Disability voices remain prominent in Brittany Maynard debate

headshot of Brittany Maynard smiling
Brittany Maynard

Activists from Not Yet Dead and ADAPT protested in Boulder, Colorado on October 26, in response to a visit by Compassion and Choices President Barbara Coombs Lee, who was giving a presentation in favor of expanding physician-assisted suicide laws.

“The legalization of assisted suicide puts me and others with disabilities at risk,” said Anita Cameron, one of the organizers of the protest, in a news release from Not Dead Yet. “Due to our flawed health care system, it costs much less to kill me than to care for me. I’m at higher risk of abuse and coercion, so my ‘right’ to die evolves into my duty to die.”

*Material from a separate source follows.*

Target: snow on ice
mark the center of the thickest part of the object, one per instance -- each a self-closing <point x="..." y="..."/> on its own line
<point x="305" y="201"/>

Compassion and Choices recently produced a video telling the story of Brittany Maynard, which has been seen on Youtube nearly 10 million times since October 6.

In January 2014, Maynard, 29, was diagnosed with brain cancer. Since physician-assisted suicide is illegal in her home-state of California, Maynard moved to Oregon, where physicians can prescribe lethal prescriptions to competent, terminally ill patients, allowing them to end their life. In the video, Maynard described her reasons why she intended to go through on her decision to end her life. She died November 1 at her home in Portland.

Oregon and other states with Death with Dignity laws include a variety of safeguards to prevent abuse, including a 15-day waiting period and the opinion of two physicians on the question of whether the patient is terminally ill, normally defined as having less than six months to live.

Many disability advocacy groups have long opposed Death with Dignity laws, on the grounds that the safeguards do not prevent against abuse, and devalue the lives of people with disabilities.

“Disability advocates are deeply sympathetic to Brittany Maynard, and all people suffering a terminal, serious or chronic illness,” Not Dead Yet, Second Thoughts and the Disability Rights Education and Defense Fund said in a news release responding to the Brittany Maynard video on October 9. “Legalization of assisted suicide often looks acceptable when the focus is solely on an individual.

“However, not every terminal prognosis is correct, not everyone’s doctors know how to deliver expert palliative care, and not everyone has a loving husband and family. A closer examination of the issue reveals the immense harm legalization of assisted suicide poses to vulnerable people as well as society as a whole.”